The problem is that Dafny does not know anything about the sum function, so we have to teach it a few facts.
function sum(items: seq<int>): int
decreases |items| {
if items == []
then 0
else items[0] + sum(items[1..])
}
lemma sum_append(xs: seq<int>, ys: seq<int>)
ensures sum(xs + ys) == sum(xs) + sum(ys)
{
if xs == [] {
assert [] + ys == ys;
} else {
assert (xs + ys)[1..] == xs[1..] + ys;
}
}
lemma sum_focus(xs: seq<int>, i: int)
requires 0 <= i < |xs|
ensures sum(xs) == sum(xs[..i]) + xs[i] + sum(xs[i+1..])
{
calc {
sum(xs);
{ assert xs == xs[..i] + [xs[i]] + xs[i+1..]; }
sum(xs[..i] + [xs[i]] + xs[i+1..]);
{ forall xs, ys { sum_append(xs, ys); } }
sum(xs[..i]) + xs[i] + sum(xs[i+1..]);
}
}
method transfer(accounts: array<int>, balance: int, from: int, to: int)

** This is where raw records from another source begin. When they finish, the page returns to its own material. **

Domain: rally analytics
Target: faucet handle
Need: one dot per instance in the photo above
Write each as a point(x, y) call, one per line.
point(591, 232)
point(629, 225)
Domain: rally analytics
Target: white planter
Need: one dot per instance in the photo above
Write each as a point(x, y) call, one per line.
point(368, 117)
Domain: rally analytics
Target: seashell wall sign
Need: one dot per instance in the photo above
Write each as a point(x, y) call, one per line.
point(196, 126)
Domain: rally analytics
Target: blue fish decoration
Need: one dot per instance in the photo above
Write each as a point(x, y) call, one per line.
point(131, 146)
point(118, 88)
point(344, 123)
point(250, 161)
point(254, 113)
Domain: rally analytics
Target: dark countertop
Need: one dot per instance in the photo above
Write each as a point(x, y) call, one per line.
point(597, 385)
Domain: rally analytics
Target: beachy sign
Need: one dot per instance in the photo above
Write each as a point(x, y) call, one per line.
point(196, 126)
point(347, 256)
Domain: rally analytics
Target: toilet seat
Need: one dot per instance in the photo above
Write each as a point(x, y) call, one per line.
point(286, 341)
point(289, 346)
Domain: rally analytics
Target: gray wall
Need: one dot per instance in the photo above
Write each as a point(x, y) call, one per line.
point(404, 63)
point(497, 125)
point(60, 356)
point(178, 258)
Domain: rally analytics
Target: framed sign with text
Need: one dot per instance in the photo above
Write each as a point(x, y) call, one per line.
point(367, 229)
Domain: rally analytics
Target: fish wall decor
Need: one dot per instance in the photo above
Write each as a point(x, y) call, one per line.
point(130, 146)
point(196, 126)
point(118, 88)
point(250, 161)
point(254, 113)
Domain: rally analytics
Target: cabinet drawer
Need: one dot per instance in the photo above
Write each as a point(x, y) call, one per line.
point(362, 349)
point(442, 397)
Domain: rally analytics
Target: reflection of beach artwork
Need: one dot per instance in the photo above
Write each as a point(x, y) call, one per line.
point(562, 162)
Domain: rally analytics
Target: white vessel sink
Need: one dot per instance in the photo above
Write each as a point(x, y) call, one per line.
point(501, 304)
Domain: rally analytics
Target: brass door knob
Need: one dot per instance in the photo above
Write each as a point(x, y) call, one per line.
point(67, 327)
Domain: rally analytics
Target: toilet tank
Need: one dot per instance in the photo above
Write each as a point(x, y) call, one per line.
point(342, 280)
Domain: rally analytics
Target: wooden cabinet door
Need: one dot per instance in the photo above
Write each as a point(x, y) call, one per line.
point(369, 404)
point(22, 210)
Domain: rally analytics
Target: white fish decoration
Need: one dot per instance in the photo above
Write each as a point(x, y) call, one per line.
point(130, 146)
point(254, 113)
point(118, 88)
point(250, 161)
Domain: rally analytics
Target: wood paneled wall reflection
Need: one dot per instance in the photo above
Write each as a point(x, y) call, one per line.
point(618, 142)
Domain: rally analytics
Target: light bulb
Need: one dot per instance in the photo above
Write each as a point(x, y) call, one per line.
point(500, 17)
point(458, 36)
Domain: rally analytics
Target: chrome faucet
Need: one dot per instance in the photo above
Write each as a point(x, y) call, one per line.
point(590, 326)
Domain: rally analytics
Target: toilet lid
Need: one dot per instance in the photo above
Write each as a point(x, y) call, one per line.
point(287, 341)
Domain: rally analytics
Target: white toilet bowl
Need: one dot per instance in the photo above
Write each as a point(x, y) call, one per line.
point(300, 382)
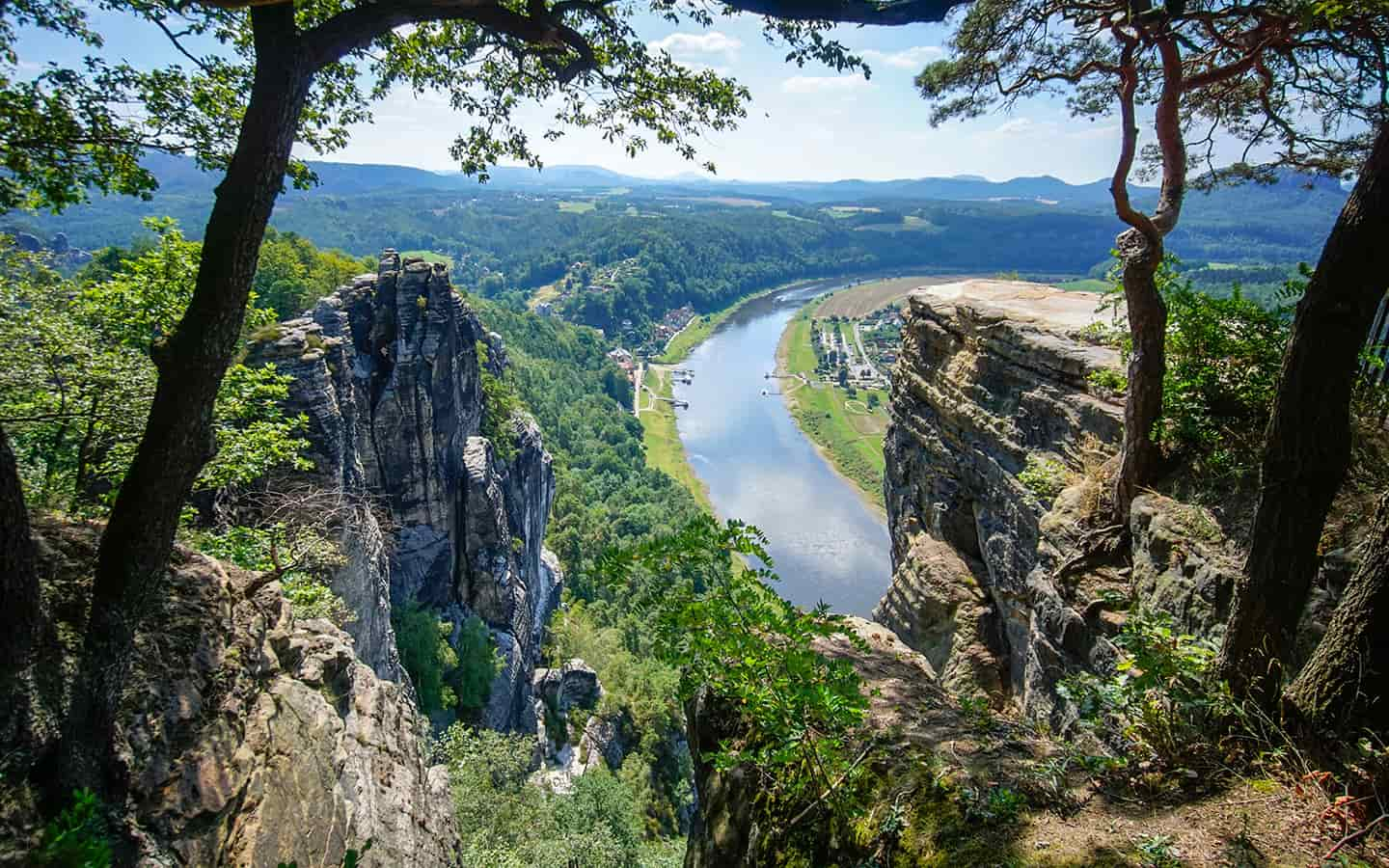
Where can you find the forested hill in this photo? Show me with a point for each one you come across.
(662, 245)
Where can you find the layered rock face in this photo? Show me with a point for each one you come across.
(388, 372)
(252, 738)
(988, 376)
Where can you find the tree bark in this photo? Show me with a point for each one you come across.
(1140, 457)
(18, 577)
(1307, 445)
(178, 436)
(1140, 250)
(1347, 674)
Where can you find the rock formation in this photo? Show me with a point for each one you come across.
(388, 372)
(558, 694)
(987, 379)
(252, 739)
(1000, 584)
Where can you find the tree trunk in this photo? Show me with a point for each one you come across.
(1347, 674)
(1140, 457)
(18, 578)
(1307, 446)
(178, 436)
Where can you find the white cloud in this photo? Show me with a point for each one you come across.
(912, 59)
(1017, 126)
(823, 84)
(678, 44)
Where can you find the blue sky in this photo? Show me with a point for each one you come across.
(803, 122)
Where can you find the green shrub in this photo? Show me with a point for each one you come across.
(76, 838)
(309, 597)
(726, 631)
(504, 821)
(1163, 701)
(454, 678)
(306, 552)
(478, 665)
(1107, 381)
(1224, 357)
(422, 640)
(1044, 476)
(501, 404)
(1222, 365)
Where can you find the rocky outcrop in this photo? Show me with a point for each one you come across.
(250, 738)
(915, 745)
(388, 372)
(988, 378)
(561, 696)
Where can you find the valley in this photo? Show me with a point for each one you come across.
(880, 491)
(744, 450)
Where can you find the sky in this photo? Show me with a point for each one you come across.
(803, 123)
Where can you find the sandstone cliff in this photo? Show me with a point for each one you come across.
(988, 378)
(388, 372)
(250, 738)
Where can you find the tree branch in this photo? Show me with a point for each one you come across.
(1118, 185)
(887, 13)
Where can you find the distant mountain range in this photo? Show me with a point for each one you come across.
(180, 176)
(967, 221)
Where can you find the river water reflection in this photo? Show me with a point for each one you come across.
(826, 540)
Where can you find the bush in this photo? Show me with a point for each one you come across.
(1161, 703)
(1224, 357)
(453, 678)
(1107, 381)
(501, 404)
(1222, 365)
(1044, 476)
(504, 821)
(728, 632)
(76, 838)
(478, 665)
(422, 640)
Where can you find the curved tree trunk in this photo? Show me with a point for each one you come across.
(178, 436)
(18, 578)
(1307, 446)
(1140, 252)
(1347, 674)
(1140, 457)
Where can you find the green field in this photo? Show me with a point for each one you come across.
(701, 327)
(665, 448)
(843, 428)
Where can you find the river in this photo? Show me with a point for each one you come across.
(827, 543)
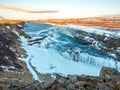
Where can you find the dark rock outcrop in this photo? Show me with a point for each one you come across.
(76, 82)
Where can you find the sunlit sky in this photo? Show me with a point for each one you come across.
(65, 8)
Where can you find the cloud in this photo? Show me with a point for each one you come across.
(28, 10)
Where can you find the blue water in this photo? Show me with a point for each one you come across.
(64, 42)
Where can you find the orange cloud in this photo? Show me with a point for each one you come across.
(28, 10)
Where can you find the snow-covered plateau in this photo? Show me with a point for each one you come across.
(69, 49)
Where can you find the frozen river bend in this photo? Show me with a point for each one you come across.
(67, 49)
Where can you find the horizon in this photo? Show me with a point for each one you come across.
(60, 9)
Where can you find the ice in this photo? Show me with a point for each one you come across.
(53, 54)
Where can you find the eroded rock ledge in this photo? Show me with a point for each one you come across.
(109, 79)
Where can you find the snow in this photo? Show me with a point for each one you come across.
(44, 59)
(51, 61)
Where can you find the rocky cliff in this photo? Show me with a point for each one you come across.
(12, 69)
(14, 74)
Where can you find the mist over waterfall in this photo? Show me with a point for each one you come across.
(56, 45)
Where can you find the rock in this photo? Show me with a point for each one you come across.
(70, 87)
(108, 72)
(103, 86)
(118, 85)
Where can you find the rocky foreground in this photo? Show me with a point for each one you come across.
(14, 74)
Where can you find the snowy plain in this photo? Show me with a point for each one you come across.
(50, 60)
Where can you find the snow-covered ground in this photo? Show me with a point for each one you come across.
(54, 53)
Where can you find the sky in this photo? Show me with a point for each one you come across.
(64, 8)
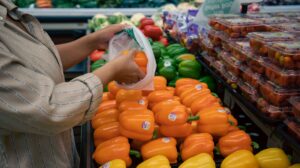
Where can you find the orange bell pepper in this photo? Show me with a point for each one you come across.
(174, 120)
(189, 99)
(234, 123)
(203, 102)
(235, 141)
(196, 144)
(106, 132)
(116, 148)
(160, 83)
(195, 88)
(104, 117)
(186, 81)
(141, 104)
(158, 96)
(163, 105)
(214, 122)
(178, 131)
(113, 88)
(129, 95)
(161, 146)
(105, 97)
(137, 124)
(107, 105)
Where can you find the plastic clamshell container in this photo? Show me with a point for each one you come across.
(288, 27)
(258, 15)
(215, 38)
(231, 63)
(282, 77)
(207, 46)
(208, 59)
(240, 27)
(231, 79)
(251, 77)
(293, 128)
(214, 20)
(271, 111)
(259, 40)
(288, 14)
(240, 50)
(275, 94)
(295, 102)
(285, 54)
(218, 66)
(275, 20)
(249, 92)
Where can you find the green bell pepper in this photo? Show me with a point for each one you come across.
(190, 69)
(169, 72)
(98, 64)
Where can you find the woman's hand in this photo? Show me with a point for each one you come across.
(102, 37)
(123, 69)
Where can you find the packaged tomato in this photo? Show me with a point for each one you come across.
(207, 46)
(274, 20)
(271, 111)
(275, 94)
(240, 27)
(208, 59)
(295, 102)
(218, 66)
(251, 77)
(231, 79)
(258, 15)
(293, 128)
(293, 28)
(288, 14)
(259, 40)
(285, 54)
(256, 63)
(248, 91)
(231, 63)
(214, 20)
(215, 38)
(240, 50)
(282, 77)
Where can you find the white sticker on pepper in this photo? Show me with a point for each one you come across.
(146, 125)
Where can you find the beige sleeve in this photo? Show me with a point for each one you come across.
(31, 102)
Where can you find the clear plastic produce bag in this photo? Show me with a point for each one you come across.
(133, 39)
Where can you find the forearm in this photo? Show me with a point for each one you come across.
(76, 51)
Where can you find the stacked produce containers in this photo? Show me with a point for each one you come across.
(259, 54)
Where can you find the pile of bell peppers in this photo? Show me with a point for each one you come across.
(157, 122)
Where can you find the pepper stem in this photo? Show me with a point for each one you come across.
(193, 118)
(135, 153)
(155, 134)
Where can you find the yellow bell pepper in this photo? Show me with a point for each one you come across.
(202, 160)
(156, 161)
(240, 159)
(117, 163)
(272, 158)
(295, 166)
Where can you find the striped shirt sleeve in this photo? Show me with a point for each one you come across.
(31, 102)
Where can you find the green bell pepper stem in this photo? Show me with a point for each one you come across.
(135, 153)
(255, 145)
(193, 118)
(155, 134)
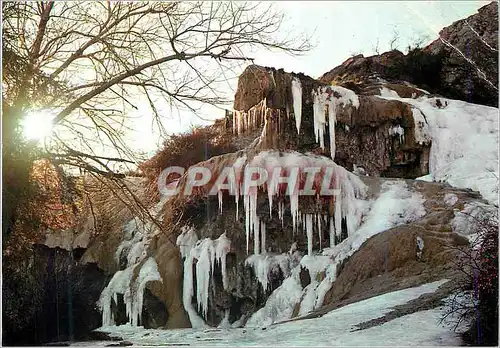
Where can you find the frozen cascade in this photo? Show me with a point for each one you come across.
(117, 285)
(137, 235)
(148, 273)
(309, 231)
(264, 265)
(251, 119)
(263, 236)
(332, 233)
(206, 252)
(297, 102)
(347, 205)
(324, 101)
(398, 130)
(133, 292)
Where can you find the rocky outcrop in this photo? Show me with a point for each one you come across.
(50, 298)
(461, 64)
(364, 134)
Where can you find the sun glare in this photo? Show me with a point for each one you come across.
(37, 125)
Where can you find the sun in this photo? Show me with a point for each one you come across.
(37, 125)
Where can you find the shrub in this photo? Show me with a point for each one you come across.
(187, 149)
(476, 298)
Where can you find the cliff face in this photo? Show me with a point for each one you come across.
(274, 257)
(461, 64)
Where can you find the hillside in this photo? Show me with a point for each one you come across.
(410, 161)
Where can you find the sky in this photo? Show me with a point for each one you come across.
(340, 29)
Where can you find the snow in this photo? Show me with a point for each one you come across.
(386, 92)
(398, 130)
(297, 102)
(464, 150)
(337, 328)
(136, 238)
(207, 252)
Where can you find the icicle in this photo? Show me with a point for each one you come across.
(256, 233)
(219, 195)
(319, 217)
(338, 215)
(319, 101)
(309, 230)
(234, 123)
(223, 247)
(332, 233)
(246, 203)
(263, 237)
(297, 102)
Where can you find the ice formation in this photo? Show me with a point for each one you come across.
(206, 252)
(297, 102)
(398, 130)
(464, 149)
(265, 265)
(251, 119)
(137, 235)
(132, 291)
(325, 103)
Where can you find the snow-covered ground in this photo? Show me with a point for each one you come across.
(337, 328)
(464, 150)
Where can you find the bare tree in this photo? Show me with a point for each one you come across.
(376, 47)
(393, 44)
(87, 63)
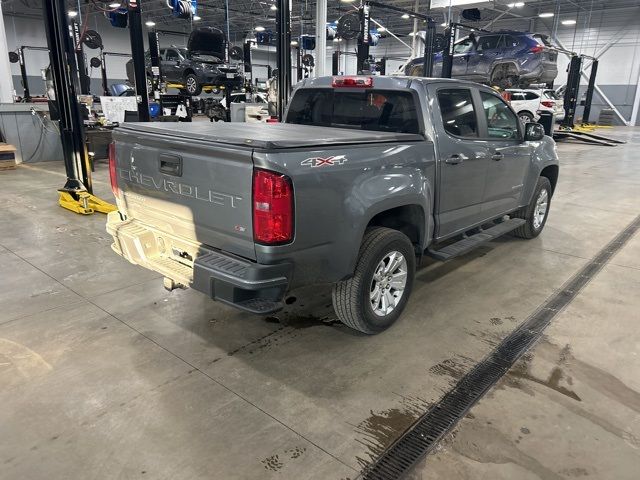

requires from >= 0 && from < accounts.Length;
requires to >= 0 && to < accounts.Length;
requires accounts.Length > 0;
requires sum(accounts[..]) == balance;
ensures sum(accounts[..]) == balance;
modifies accounts;
{
sum_focus(accounts[..], from);
accounts[from] := accounts[from] - 1;
sum_focus(accounts[..], from);
sum_focus(accounts[..], to);
accounts[to] := accounts[to] + 1;
sum_focus(accounts[..], to);
}
The idea is that the sum_focus lemma allows us to break up the sum of an array into the sum of elements before i, plus the element at i, plus the sum of elements after i. This "focusing" step allows Dafny to reason about the assignment statements that write to the array elements accounts[from] and accounts[to].
Alternative version of sum_focus:
lemma sum_focus(xs: seq<int>, i: int)
requires 0 <= i < |xs|
ensures sum(xs) == sum(xs[..i]) + xs[i] + sum(xs[i+1..])
{
calc {
sum(xs);
{ assert xs == xs[..i] + [xs[i]] + xs[i+1..]; }
sum(xs[..i] + [xs[i]] + xs[i+1..]);
{
sum_append(xs[..i] + [xs[i]], xs[i+1..]);
sum_append(xs[..i], [xs[i]]);
}
sum(xs[..i]) + xs[i] + sum(xs[i+1..]);
}
}
Ok, based on your suggestion I came up with this:
function sum(items: seq<int>): int
decreases |items| {
if items == []
then 0
else items[0] + sum(items[1..])
}
lemma diff(xs: seq<int>, ys: seq<int>, acc: int, amt: int)
requires |xs| == |ys| && 0 <= acc < |xs|;
requires (forall k:int :: (0 <= k < |xs|) ==> (k == acc || xs[k] == ys[k]));
requires xs[acc] == ys[acc] + amt;
ensures sum(xs) == sum(ys) + amt;
{
if acc == 0 {
assert xs[1..] == ys[1..];
} else {
diff(xs[1..],ys[1..],acc-1,amt);
}
}
method transfer(accounts: array<int>, balance: int, from: int, to: int)
requires from >= 0 && from < accounts.Length;
requires to >= 0 && to < accounts.Length;
requires accounts.Length > 0;
requires sum(accounts[..]) == balance;
ensures sum(accounts[..]) == balance;
modifies accounts;
{
var 'accounts : seq<int> := accounts[..];
accounts[from] := accounts[from] - 1;
var ''accounts : seq<int> := accounts[..];
diff(accounts[..],'accounts,from,-1);
accounts[to] := accounts[to] + 1;
diff(accounts[..],''accounts,to,1);
return;
}
That seems to go through. Its a bit clunky though --- I prefer your way.